Permohonan Perubahan Status dan Nomenklatur DKPP
Inti permohonan para mantan komisioner ini adalah perubahan nomenklatur sekretariat DKPP menjadi sekretariat jenderal. Mereka berargumen bahwa perubahan ini akan meningkatkan independensi DKPP dan membebaskannya dari potensi intervensi pihak eksternal. Saat ini, sekretariat DKPP berada di bawah naungan Kemendagri, yang menurut para pemohon, membatasi otonomi dan kewenangan lembaga.
Sandy menjelaskan ketidaksetaraan antara DKPP dengan KPU dan Bawaslu, "Ketimpangan tersebut dilihat melalui komparasi nyata dalam hal independensi kelembagaan, secara khusus dalam pengelolaan kesekretariatan. KPU dan Bawaslu memiliki sekretariat jenderal sendiri, tetapi DKPP masih berbentuk sekretariat yang menginduk di Kemendagri," ujarnya. Perubahan ini diharapkan dapat menjamin DKPP menjalankan tugasnya secara profesional, independen, dan akuntabel.
Para pemohon juga mempertanyakan konstitusionalitas Pasal 162 dan Pasal 163 UU Pemilu. Mereka berpendapat pasal-pasal tersebut bertentangan dengan prinsip-prinsip kemandirian lembaga negara yang dijamin oleh UUD 1945, khususnya Pasal 22E ayat (1), Pasal 22E ayat (5), Pasal 28C ayat (2), dan Pasal 28D ayat (1).

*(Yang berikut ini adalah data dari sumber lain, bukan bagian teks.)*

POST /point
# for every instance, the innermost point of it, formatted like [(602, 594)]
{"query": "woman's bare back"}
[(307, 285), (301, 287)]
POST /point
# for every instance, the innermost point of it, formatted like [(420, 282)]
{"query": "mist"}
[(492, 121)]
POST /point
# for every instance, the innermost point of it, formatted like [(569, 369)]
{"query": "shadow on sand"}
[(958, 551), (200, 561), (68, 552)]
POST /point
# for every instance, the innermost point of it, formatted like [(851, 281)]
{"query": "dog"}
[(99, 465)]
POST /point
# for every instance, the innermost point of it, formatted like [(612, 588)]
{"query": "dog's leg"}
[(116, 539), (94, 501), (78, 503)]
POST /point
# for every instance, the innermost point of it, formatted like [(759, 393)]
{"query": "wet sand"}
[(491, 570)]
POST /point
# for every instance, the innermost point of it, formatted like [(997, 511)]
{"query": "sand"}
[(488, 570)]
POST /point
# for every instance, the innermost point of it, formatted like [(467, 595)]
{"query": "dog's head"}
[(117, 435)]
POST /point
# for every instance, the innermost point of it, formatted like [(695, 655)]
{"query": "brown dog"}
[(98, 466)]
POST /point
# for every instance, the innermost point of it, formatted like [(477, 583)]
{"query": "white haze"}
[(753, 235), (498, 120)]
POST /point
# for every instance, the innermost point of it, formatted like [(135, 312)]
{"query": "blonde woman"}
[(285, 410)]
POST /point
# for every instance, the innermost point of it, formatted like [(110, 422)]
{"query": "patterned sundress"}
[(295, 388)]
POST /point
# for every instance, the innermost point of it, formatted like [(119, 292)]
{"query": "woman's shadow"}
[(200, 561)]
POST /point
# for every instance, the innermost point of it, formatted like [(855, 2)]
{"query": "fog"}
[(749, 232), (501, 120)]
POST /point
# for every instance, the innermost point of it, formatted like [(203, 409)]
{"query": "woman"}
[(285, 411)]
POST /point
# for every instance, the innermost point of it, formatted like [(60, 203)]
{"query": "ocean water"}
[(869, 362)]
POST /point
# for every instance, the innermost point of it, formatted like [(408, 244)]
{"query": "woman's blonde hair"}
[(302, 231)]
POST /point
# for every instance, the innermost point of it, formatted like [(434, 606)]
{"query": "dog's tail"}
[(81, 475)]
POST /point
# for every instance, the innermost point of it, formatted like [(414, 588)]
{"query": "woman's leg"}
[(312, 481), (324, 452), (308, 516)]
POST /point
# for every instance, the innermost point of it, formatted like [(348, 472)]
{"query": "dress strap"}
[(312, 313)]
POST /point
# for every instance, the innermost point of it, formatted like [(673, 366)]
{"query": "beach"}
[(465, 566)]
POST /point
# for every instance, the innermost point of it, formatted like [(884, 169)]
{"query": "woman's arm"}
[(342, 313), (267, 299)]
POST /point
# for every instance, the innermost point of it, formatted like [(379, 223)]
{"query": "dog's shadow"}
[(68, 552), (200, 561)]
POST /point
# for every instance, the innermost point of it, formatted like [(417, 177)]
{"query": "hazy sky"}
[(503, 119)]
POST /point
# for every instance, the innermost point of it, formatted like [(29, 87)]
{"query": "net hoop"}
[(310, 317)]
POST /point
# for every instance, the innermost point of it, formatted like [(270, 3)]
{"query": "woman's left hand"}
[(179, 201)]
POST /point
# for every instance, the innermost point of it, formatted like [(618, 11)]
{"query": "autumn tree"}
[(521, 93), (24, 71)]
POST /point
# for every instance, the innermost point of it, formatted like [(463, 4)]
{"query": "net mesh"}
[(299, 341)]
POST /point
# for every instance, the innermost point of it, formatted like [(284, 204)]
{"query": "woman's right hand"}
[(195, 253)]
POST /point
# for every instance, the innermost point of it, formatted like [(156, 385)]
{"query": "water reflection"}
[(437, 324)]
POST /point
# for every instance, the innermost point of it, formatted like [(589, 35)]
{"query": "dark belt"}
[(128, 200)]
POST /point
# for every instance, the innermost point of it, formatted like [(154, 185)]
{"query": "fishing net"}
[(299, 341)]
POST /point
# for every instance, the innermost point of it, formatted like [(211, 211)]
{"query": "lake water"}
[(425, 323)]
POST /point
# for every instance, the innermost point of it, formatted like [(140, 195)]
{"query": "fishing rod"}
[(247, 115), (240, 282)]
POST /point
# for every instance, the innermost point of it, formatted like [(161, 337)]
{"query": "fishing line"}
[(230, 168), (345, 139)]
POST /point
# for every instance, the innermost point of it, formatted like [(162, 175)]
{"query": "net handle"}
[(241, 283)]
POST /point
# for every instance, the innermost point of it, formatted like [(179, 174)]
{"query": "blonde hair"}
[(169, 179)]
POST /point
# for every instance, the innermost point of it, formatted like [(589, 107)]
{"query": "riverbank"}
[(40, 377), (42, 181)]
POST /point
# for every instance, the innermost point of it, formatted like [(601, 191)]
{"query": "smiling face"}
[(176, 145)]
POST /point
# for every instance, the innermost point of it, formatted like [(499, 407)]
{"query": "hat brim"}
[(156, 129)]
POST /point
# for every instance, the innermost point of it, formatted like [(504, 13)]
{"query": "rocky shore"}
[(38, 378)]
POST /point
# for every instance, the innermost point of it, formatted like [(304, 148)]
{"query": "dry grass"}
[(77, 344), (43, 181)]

Perubahan Pasal-Pasal yang Diuji dalam UU Pemilu
Permohonan perubahan spesifik yang diajukan para pemohon meliputi perubahan redaksional beberapa pasal dalam UU Pemilu. Mereka meminta agar Pasal 162 diubah, dari frasa "untuk mendukung kelancaran tugas dan wewenang DKPP, dibentuk sekretariat DKPP" menjadi "untuk mendukung kelancaran tugas dan wewenang DKPP, dibentuk sekretariat jenderal DKPP."
Perubahan serupa juga diajukan untuk Pasal 163 ayat (1), (2), (3), dan (4). Mereka meminta agar jabatan Sekretaris DKPP diubah menjadi Sekretaris Jenderal DKPP, dengan status ASN jabatan pimpinan tinggi madya yang diangkat dan diberhentikan oleh Presiden atas usul DKPP, bukan lagi oleh Menteri Dalam Negeri. Hal ini bertujuan untuk memastikan independensi dan akuntabilitas DKPP.
Dengan perubahan-perubahan ini, para pemohon berharap DKPP dapat menjalankan tugasnya secara optimal dan setara dengan lembaga penyelenggara pemilu lainnya. Mereka meyakini bahwa penguatan DKPP sangat penting untuk menjaga integritas dan profesionalisme penyelenggaraan pemilu di Indonesia.
Putusan MK atas permohonan uji materi ini akan sangat menentukan masa depan DKPP dan perannya dalam mengawasi etika penyelenggara pemilu di Indonesia. Proses hukum ini menjadi sorotan publik, mengingat pentingnya peran DKPP dalam menjaga integritas proses demokrasi.